I can see that the intersection program may be called multiple times; however, calling the any_hit program multiple times seems to break all but the most simple use-cases for an any-hit program.

By the way, in my testing of very simple scenes, it seems any_hit() is being called the correct number of times. But this is for < 10 hits per ray. I need to scale up to 1,000+ hits/ray (non-rendering application). Will report back.

Yes, multiple any_hits to the same triangle do occur in OptiX when using BVHes with splitting, currently Sbvh and Trbvh. Multiple nodes in the the BVH point to the same triangle. When all such nodes are traversed they will cause the same triangle to be intersected. It will register a hit each time and thus call the any_hit program each time.

Yes, this breaks some use cases, but works with shadows, which is by far the most common use of any_hit programs. If your algorithm can’t tolerate this behavior you can set the splitting factor to 0 for Sbvh, and not use Trbvh. We will add a split factor control to Trbvh when we can.

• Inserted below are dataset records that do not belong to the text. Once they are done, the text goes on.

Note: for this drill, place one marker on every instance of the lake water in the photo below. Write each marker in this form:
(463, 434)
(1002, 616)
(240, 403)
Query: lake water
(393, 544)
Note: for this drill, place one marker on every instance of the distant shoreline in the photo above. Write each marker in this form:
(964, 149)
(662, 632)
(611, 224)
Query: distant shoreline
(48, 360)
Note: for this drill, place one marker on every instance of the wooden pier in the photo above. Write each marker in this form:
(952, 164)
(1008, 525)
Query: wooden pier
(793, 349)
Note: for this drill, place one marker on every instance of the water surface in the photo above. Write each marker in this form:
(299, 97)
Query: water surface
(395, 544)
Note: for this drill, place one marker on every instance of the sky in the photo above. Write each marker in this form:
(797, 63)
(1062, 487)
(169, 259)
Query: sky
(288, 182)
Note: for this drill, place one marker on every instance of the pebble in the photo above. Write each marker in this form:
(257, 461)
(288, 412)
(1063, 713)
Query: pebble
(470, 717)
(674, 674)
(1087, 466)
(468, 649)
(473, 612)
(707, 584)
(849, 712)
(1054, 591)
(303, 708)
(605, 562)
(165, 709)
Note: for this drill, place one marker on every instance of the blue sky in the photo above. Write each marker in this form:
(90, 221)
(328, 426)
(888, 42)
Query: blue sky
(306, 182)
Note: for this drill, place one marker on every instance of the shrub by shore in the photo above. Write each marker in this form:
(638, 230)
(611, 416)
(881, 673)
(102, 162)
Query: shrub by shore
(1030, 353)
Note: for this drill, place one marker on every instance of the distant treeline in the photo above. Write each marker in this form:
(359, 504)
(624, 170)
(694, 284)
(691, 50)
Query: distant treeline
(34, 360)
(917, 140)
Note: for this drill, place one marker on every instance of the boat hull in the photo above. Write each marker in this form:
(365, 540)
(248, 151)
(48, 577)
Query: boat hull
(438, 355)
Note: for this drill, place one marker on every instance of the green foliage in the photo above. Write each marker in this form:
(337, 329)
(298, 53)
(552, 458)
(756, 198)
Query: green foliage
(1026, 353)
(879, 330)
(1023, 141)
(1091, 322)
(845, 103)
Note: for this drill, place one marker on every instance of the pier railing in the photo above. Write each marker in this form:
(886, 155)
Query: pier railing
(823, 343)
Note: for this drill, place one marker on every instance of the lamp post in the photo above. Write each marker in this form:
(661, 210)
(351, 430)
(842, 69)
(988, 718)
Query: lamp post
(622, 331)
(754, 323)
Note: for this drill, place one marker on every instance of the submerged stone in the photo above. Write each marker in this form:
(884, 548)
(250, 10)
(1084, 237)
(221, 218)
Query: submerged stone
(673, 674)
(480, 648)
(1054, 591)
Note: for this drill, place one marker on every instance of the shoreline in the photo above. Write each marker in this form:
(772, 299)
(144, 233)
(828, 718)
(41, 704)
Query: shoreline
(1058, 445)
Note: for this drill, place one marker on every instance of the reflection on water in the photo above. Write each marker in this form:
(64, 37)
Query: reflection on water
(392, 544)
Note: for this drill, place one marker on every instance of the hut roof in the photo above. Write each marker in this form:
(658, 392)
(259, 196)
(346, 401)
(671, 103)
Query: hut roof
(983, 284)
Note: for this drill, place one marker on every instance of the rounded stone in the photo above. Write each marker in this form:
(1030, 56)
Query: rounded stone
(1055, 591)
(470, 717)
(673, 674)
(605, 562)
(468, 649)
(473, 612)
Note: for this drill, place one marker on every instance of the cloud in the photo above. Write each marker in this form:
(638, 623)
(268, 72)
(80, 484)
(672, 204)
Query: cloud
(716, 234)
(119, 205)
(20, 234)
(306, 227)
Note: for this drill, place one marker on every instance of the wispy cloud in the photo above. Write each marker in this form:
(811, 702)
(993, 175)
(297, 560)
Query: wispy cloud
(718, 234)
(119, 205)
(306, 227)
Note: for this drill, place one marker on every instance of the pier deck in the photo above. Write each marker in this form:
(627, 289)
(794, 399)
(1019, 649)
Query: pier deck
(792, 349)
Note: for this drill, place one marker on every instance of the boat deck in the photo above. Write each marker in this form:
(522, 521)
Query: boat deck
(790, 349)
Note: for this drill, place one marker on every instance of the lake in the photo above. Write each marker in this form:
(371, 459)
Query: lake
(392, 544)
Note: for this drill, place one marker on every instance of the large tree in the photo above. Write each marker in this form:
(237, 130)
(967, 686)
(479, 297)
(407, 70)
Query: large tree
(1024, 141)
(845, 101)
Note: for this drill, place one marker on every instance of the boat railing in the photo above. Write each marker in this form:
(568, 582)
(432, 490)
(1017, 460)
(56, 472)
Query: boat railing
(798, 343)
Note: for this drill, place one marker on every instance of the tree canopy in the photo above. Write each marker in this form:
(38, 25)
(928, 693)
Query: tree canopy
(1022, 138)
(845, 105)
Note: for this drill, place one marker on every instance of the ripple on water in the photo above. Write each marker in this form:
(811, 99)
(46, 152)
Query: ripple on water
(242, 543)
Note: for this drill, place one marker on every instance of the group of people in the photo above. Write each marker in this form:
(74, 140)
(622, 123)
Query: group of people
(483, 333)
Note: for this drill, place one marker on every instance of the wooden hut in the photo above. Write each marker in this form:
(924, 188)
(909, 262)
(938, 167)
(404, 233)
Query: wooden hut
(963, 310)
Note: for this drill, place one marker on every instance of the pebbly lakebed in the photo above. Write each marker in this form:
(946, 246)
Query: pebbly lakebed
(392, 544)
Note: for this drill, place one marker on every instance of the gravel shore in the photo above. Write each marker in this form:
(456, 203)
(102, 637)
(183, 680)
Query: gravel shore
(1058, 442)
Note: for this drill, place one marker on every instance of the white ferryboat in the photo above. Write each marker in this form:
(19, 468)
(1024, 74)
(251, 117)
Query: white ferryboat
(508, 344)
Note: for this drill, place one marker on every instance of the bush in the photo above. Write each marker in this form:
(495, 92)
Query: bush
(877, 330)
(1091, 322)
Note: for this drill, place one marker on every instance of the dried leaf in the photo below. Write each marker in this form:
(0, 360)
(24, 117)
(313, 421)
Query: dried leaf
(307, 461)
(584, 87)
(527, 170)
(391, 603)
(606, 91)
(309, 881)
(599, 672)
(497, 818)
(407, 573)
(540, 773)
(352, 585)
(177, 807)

Okay, thanks for the clarification and list of affected builders/workarounds. I have a couple of follow-up questions:

  • Do your comments still apply if I am providing my own geometry instances?
  • How do I modify the 'splitting parameter' (I assume this is 'alpha' from the SBVH paper)? I cannot find such a thing in the API reference nor in the programming guide.
  • (Surely SBVH without the splitting is just normal BVH; do these builders also have other differences?)

Lastly, if possible, I’d really like to see this information in the docs - besides linking to the papers, I mean; the errors may be small and infrequent, but anything more complex than a fully opaque shadowing object is not guaranteed to produce correct results.